Le vernis des apparences
« Depuis le boom technologique, les gens ne se contentent plus d’une vie modeste : ils veulent du confort, un pouvoir d’achat, de quoi afficher leur réussite, estime Vinoj. Les filles de tous milieux font des études, ont une vie active, mais le système reste patriarcal : couvrir ses jambes, ne pas fumer dans la rue, ne pas boire d’alcool devant ses parents... La question du premier rapport sexuel est taboue. Les jeunes flirtent mais au final, la plupart des mariages sont arrangés. Ces convenances, comme les castes, ne devraient plus exister ! »
Pourtant, on sent un frémissement. «Madras est à la fois traditionnelle et très expérimentale, notamment en matière de contre-cultures, commente Deepa. Ici, tout est à construire. Tu peux faire ce que tu veux, à condition d’avoir une stratégie, et savoir jouer avec ton environnement. »
(1) Les studios indiens les plus importants sont à Bombay, mais l’industrie cinématographique est aussi très active à Madras, ainsi que dans l'Andhra Pradesh et le Kerala. (2) Langue de l’État du Karnataka (Inde du Sud), dont Bangalore est la capitale.

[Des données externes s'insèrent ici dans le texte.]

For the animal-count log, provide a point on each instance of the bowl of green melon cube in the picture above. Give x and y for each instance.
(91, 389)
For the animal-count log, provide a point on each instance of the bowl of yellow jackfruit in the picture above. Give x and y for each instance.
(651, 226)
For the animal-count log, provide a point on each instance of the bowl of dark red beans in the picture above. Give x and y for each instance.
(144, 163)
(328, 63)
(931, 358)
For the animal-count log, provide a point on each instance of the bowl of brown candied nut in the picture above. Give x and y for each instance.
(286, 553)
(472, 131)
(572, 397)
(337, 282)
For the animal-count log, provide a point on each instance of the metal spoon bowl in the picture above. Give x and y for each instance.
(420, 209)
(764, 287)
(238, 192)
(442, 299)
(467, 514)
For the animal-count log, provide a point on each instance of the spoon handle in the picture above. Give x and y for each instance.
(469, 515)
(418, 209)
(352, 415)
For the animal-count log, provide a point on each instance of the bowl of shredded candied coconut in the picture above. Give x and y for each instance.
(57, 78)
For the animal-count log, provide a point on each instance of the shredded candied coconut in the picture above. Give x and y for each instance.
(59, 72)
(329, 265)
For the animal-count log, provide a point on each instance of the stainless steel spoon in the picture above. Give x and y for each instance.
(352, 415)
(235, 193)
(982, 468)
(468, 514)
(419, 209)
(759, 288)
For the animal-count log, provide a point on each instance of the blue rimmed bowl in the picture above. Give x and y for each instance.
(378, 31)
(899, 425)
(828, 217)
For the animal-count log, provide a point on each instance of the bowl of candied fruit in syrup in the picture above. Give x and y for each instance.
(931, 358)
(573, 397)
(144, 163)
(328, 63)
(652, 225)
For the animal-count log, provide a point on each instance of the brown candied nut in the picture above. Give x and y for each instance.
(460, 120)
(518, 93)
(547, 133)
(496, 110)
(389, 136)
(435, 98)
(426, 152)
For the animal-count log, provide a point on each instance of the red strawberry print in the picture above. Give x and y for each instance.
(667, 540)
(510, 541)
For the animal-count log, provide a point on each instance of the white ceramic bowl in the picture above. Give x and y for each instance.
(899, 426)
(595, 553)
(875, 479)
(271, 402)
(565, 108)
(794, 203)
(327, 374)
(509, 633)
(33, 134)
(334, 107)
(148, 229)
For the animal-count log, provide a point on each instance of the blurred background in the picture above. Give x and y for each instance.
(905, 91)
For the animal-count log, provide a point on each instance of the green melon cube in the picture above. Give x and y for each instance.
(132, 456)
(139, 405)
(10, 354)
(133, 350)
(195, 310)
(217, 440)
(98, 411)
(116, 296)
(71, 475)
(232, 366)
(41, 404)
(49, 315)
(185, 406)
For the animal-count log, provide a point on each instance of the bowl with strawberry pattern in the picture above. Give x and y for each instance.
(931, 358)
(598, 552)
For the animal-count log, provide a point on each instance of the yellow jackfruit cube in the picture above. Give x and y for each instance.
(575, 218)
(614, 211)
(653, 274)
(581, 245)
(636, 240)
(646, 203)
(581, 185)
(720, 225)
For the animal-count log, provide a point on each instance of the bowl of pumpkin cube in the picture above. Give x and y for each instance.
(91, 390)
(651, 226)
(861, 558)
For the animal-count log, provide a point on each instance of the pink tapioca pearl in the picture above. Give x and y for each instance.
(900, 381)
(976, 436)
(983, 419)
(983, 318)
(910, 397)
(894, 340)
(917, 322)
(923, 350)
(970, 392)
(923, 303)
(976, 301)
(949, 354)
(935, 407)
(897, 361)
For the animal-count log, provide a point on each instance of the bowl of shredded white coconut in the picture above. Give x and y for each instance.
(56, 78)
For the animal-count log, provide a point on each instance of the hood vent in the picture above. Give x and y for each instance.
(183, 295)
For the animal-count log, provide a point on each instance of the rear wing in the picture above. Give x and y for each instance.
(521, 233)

Joyston, 24 ans, artiste graffiti
« Rendre cette ville funky »
D’origine anglo-portugaise, Joyston a plaqué son job de créatif dans une agence de pub pour se consacrer au graffiti. « Mes cheveux longs sont le signe de ma liberté ! Avant, je devais les avoir courts. » Son rêve : révolutionner Madras par l’art. « Cette ville peut être d’un ennui mortel ! Son problème : elle est confortable. T’y vis bien, pépère, donc tu finis par végéter. Les gens ne voient pas l’intérêt d’innover, ne comprennent pas l’originalité… Y compris en matière de peinture ! Je manque de murs et de visibilité. Il y a quelques mois, j’ai failli partir vivre à Singapour, puis je me suis dit : même si je ne suis pas dans le moule, ma base est ici. » Apoorva, sa compagne de 23 ans, a elle aussi quitté son boulot pour tenter sa chance comme mannequin. « Beaucoup de jeunes ont des talents, des idées. J’aimerais fédérer ces énergies, lancer un mouvement. On connaît le système, son fonctionnement. À nous d’en jouer pour le faire bouger, en utilisant ses propres règles – les relations et l’argent. On est au tout début, ça prendra du temps.»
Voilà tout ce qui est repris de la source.